While the award selection documentation indicates that up to 75 days would be needed to obtain and approve FAT before production could begin, Novex's proposal committed to supply the total initial quantity in 165 days from date of award, including FAT, which is only 15 days longer than the 150 days proposed for delivery by Badger. The agency did not indicate that Novex's proposed delivery schedule was unrealistic. Instead, in a supplemental agency submission made after the attorney from our Office, in response to an agency request for alternate dispute resolution, advised the agency of the reasons (set forth in this decision) that our Office believed the award selection was unreasonable, the agency for the first time argued that the source selection official was actually considering the risk that Novex might fail its FAT in determining that Badger offered superior delivery because FAT had been waived for it and therefore its offer represented the best value. However, the contemporaneous documentation does not mention that any such risk was considered. We give little weight to this argument because it was made in the heat of litigation. See Boeing Sikorsky Aircraft Support, B-277263.2, B'277263.3, Sept. 29, 1997, 97'2 CPD para. 91 at 15.

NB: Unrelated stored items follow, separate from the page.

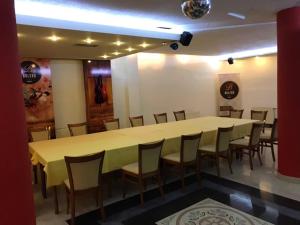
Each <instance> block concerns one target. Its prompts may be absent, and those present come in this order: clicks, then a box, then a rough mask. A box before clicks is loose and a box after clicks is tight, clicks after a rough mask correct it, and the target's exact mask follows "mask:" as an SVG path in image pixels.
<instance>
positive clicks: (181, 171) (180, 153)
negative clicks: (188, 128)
mask: <svg viewBox="0 0 300 225" xmlns="http://www.w3.org/2000/svg"><path fill="white" fill-rule="evenodd" d="M201 136H202V132H201V133H199V134H194V135H182V136H181V145H180V152H176V153H172V154H168V155H164V156H163V157H162V159H163V163H164V165H172V166H175V168H176V173H178V172H179V175H180V179H181V186H182V191H184V190H185V184H184V175H185V170H186V168H187V167H191V166H195V168H196V166H197V163H196V158H197V151H198V149H199V144H200V141H201ZM197 172H198V170H197Z"/></svg>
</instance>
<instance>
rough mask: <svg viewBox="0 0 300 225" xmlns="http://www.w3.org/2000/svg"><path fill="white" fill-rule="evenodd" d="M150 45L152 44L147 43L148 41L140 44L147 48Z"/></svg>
mask: <svg viewBox="0 0 300 225" xmlns="http://www.w3.org/2000/svg"><path fill="white" fill-rule="evenodd" d="M149 45H150V44H148V43H146V42H144V43H142V44H140V46H141V47H143V48H147V47H148V46H149Z"/></svg>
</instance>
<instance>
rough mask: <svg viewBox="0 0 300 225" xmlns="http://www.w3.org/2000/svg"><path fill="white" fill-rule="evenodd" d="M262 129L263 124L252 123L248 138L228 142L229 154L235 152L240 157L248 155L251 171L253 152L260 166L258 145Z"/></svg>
mask: <svg viewBox="0 0 300 225" xmlns="http://www.w3.org/2000/svg"><path fill="white" fill-rule="evenodd" d="M263 127H264V123H262V122H259V123H253V125H252V129H251V134H250V137H244V138H240V139H237V140H234V141H231V142H230V149H231V152H233V151H237V152H238V153H241V155H242V156H243V155H244V154H247V155H249V161H250V168H251V170H253V160H252V157H253V153H255V152H257V154H258V159H259V162H260V165H262V161H261V156H260V151H259V144H260V135H261V133H262V131H263ZM245 151H246V152H245Z"/></svg>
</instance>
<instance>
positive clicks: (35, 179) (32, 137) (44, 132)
mask: <svg viewBox="0 0 300 225" xmlns="http://www.w3.org/2000/svg"><path fill="white" fill-rule="evenodd" d="M29 139H30V142H36V141H45V140H50V139H51V127H40V128H30V129H29ZM32 171H33V179H34V183H35V184H37V183H38V178H37V177H38V166H37V165H32Z"/></svg>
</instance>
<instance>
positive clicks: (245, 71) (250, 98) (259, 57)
mask: <svg viewBox="0 0 300 225" xmlns="http://www.w3.org/2000/svg"><path fill="white" fill-rule="evenodd" d="M218 72H219V73H240V78H241V94H242V105H243V108H244V109H245V114H244V116H245V117H246V118H250V110H251V108H254V107H270V108H277V56H276V55H272V56H260V57H252V58H248V59H243V60H235V63H234V64H233V65H229V64H228V63H227V62H223V63H222V64H221V66H220V69H219V71H218Z"/></svg>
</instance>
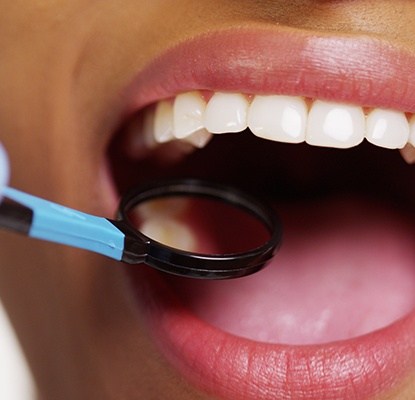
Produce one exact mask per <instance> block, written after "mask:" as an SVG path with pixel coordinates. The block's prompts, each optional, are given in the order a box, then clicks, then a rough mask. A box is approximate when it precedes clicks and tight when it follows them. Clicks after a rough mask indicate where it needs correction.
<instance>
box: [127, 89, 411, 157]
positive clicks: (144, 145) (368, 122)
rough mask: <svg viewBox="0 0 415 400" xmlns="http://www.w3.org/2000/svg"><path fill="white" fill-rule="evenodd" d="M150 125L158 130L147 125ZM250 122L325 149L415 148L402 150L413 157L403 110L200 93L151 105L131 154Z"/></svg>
mask: <svg viewBox="0 0 415 400" xmlns="http://www.w3.org/2000/svg"><path fill="white" fill-rule="evenodd" d="M307 104H309V105H310V106H308V105H307ZM150 124H152V126H153V128H148V126H149V125H150ZM248 126H249V128H250V130H251V131H252V132H253V134H254V135H256V136H258V137H261V138H264V139H268V140H272V141H278V142H285V143H301V142H304V141H305V142H307V143H308V144H310V145H315V146H323V147H335V148H349V147H354V146H357V145H358V144H360V143H361V142H362V141H363V139H364V138H366V139H367V140H368V141H369V142H371V143H372V144H374V145H376V146H380V147H385V148H390V149H404V148H405V146H406V144H407V143H410V144H411V145H412V146H411V147H406V149H405V150H403V151H402V154H405V156H406V159H408V157H409V158H410V159H411V160H412V158H413V157H412V156H408V154H412V153H413V151H412V150H413V148H414V147H415V116H412V117H411V118H410V120H409V122H408V119H407V117H406V115H405V113H403V112H398V111H393V110H383V109H376V108H375V109H371V110H370V112H368V114H367V115H365V111H364V109H363V107H360V106H353V105H348V104H337V103H333V102H327V101H322V100H310V99H308V100H307V101H306V100H305V99H304V98H302V97H299V96H297V97H294V96H282V95H269V96H263V95H257V96H245V95H243V94H240V93H222V92H217V93H213V95H212V97H211V98H210V100H209V101H208V102H206V100H205V98H204V96H203V95H202V94H201V93H200V92H198V91H191V92H187V93H182V94H179V95H178V96H176V98H175V99H174V101H173V100H162V101H160V102H159V103H157V105H156V107H155V111H152V110H151V108H150V109H149V111H148V115H147V116H145V118H144V119H143V122H142V127H143V129H144V135H143V134H142V133H143V132H142V129H141V133H140V135H141V136H142V137H141V138H138V137H135V136H139V133H136V134H135V135H134V132H133V133H131V135H130V134H129V135H128V138H127V140H128V141H129V143H130V145H131V149H132V150H131V151H130V152H131V153H132V154H135V153H137V154H138V153H139V151H138V150H137V149H139V148H140V147H141V148H142V147H146V148H154V147H155V146H157V145H158V144H162V143H167V142H171V141H175V142H177V143H179V144H180V143H183V144H188V145H189V146H190V149H194V148H203V147H205V146H206V145H207V143H208V142H209V141H210V140H211V139H212V137H213V135H214V134H222V133H228V132H241V131H244V130H245V129H246V128H247V127H248ZM133 131H140V129H139V128H134V129H133ZM143 143H144V145H143ZM408 149H410V150H411V151H409V150H408ZM141 151H143V150H141Z"/></svg>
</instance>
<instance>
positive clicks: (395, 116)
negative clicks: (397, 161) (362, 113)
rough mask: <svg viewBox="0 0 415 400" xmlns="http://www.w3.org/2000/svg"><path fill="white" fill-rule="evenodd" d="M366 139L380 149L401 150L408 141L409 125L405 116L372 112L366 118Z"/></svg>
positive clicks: (398, 114) (398, 112) (382, 111)
mask: <svg viewBox="0 0 415 400" xmlns="http://www.w3.org/2000/svg"><path fill="white" fill-rule="evenodd" d="M366 138H367V140H368V141H369V142H370V143H373V144H375V145H377V146H380V147H386V148H388V149H402V148H403V147H405V145H406V143H408V139H409V124H408V120H407V119H406V116H405V114H404V113H402V112H398V111H391V110H381V109H375V110H373V111H372V112H371V113H370V114H369V115H368V117H367V134H366Z"/></svg>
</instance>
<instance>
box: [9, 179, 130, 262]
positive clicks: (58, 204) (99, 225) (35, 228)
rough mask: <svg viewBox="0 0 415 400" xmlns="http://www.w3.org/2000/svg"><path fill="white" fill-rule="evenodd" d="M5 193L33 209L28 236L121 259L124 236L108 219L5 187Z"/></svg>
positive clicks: (24, 204) (122, 247) (14, 199)
mask: <svg viewBox="0 0 415 400" xmlns="http://www.w3.org/2000/svg"><path fill="white" fill-rule="evenodd" d="M3 196H4V197H7V198H9V199H11V200H14V201H16V202H17V203H20V204H22V205H24V206H26V207H28V208H30V209H31V210H32V211H33V220H32V225H31V228H30V231H29V236H30V237H33V238H37V239H42V240H47V241H50V242H55V243H61V244H65V245H69V246H72V247H78V248H81V249H86V250H90V251H93V252H95V253H99V254H103V255H105V256H107V257H110V258H113V259H115V260H118V261H119V260H121V259H122V255H123V251H124V238H125V235H124V233H123V232H121V231H120V230H119V229H118V228H116V227H115V226H114V225H113V224H112V223H111V222H110V221H108V220H107V219H105V218H101V217H96V216H93V215H90V214H86V213H83V212H80V211H76V210H73V209H71V208H68V207H64V206H61V205H59V204H56V203H53V202H51V201H47V200H44V199H41V198H39V197H35V196H32V195H29V194H27V193H24V192H20V191H18V190H16V189H13V188H10V187H6V188H5V189H4V192H3Z"/></svg>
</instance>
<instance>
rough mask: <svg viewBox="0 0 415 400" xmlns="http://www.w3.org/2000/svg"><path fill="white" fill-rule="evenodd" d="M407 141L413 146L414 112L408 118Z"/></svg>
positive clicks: (414, 140)
mask: <svg viewBox="0 0 415 400" xmlns="http://www.w3.org/2000/svg"><path fill="white" fill-rule="evenodd" d="M408 142H409V143H410V144H411V145H412V146H415V114H414V115H412V117H411V119H410V120H409V139H408Z"/></svg>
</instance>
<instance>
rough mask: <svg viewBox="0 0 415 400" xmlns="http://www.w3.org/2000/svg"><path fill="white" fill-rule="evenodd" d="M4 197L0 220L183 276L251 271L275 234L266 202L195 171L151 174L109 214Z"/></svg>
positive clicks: (265, 249)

In view of the agency's urgent requirement, we do not recommend disturbing the initial quantity to be delivered by Badger. However, given Badger's slower delivery schedule, and the agency's determination that it no longer has an urgent requirement for the entire quantity of steel side rings, we recommend that DLA consider terminating the remainder of Badger's contract and resoliciting the requirement. We also recommend that the protester be reimbursed its costs of filing and pursuing the protest, including reasonable attorneys' fees. 4 C.F.R. sect. 21.8(d)(1) (2005). The protester should submit its certified claim for such costs, detailing the time expended and costs incurred, directly with the agency within 60 days of receiving this decision. 4 C.F.R. sect. 21.8(f)(1). In the event the agency elects not to terminate Badger's contract, we recommend that Novex be reimbursed its proposal preparation costs. If the agency does not terminate Badger's contract, then the protester should submit its certified claim for these costs directly with the agency within 60 days of receiving notice from the agency that it has elected not to terminate Badger's contract. Id.

The protest is sustained.

Anthony H. Gamboa

General Counsel



[1] The ABVS score is a function of the individual offeror's past performance history on prior procurements with DLA and is based on delivery delinquencies and quality complaints.

[2] Notwithstanding the agency's post hoc arguments made in response to the protest that the awardee had a significant advantage over the protester under past performance, this is not stated in the contemporaneous evaluation documentation and in fact the protester's ABVS score is not significantly lower than the awardee's. In any case, the contemporaneous record does not evidence that this superiority was the primary reason for the award selection.

[3] FAT was not waived for Novex.

[4] DLA also concluded that it was –modifying this contract to reduce the urgent requirement from 15,887 units to a quantity of 7,353 units.— Agency Report, Tab 8, Authorization To Continue Performance, at 3.